At the far end of the panel freelance games writer and general man-about-town Rob Zacny is speaking and saying entertaining things like he usually does. He is currently describing his experiences having been on his high-school football team, and the audience of some few hundred gamers seems largely engaged and responsive. It’s been a good PAX East panel that seems to get better with each anecdote and joke, and the topic “Dorks vs. Sports” feels largely like fresh and fertile ground.
But, I begin to detect a growing dissonance between what Rob is describing as his high-school experience and the reality of my own. Rob is talking about playing D&D with his football teammates, and beginning to draw lines to what he describes as the myth about jocks stuffing nerds into lockers and the artificial social stigma of being a gamer. It’s largely BS, he is saying, and around him there are some nods of agreement.
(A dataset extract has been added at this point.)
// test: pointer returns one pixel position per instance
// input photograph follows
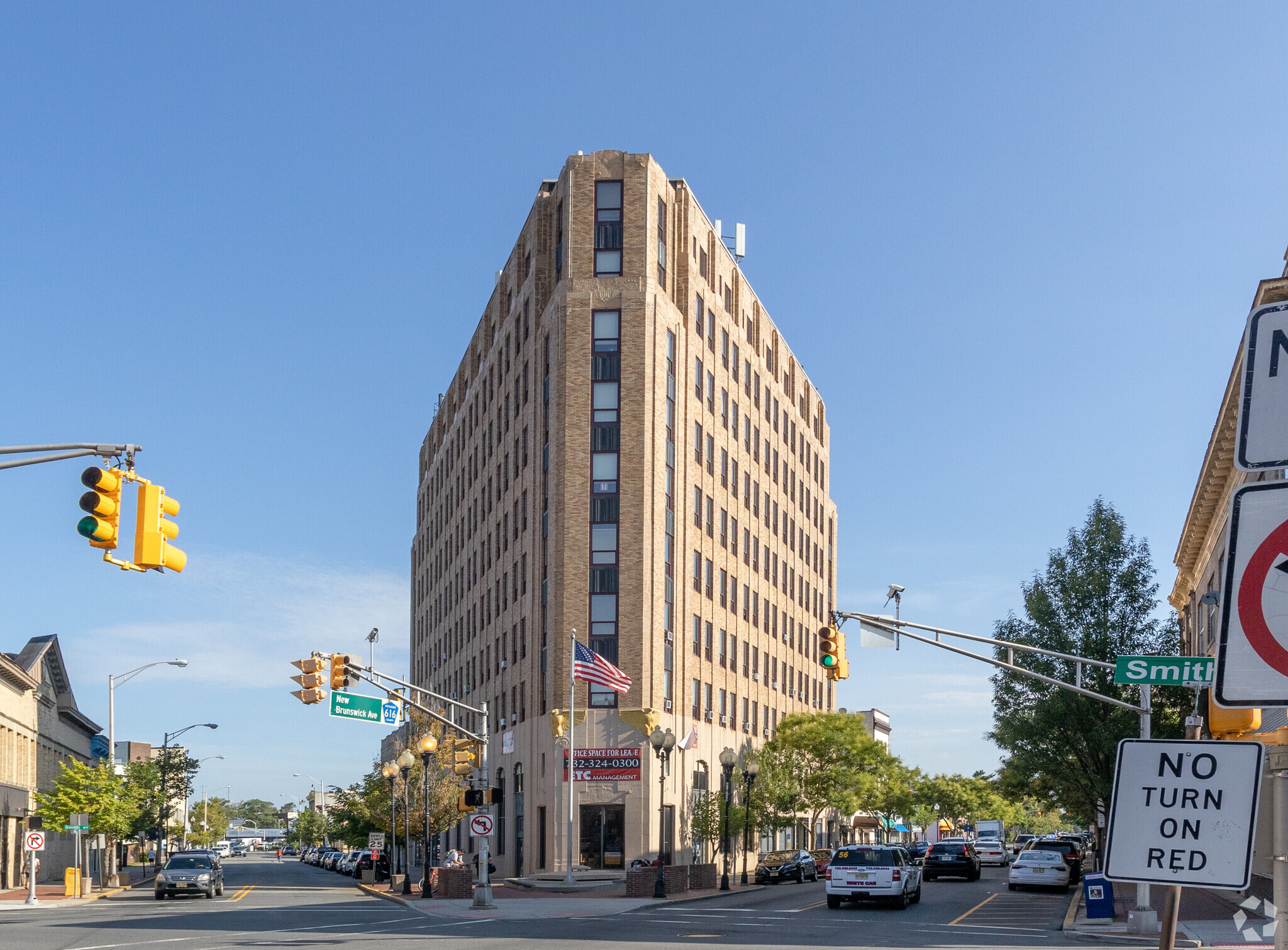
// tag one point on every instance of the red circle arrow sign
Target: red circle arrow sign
(1252, 614)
I have no reason to doubt this mirror’s Rob’s experience, and judging by the tacit and in some cases active agreement, it appears to be a shared representation of what many experienced. But, it stands in stark contrast to what I remember of high-school. I turn my head to look at Bob Salvatore who I am sitting with and who is my partner in middle-age on the other end of the panel. I am somewhat relieved to see an equally puzzled expression on his face. I begin to realize that somewhere between the world Bob and I existed in, and the one that the younger panelists on the other side of the table experienced is a line where Things Changed (tm).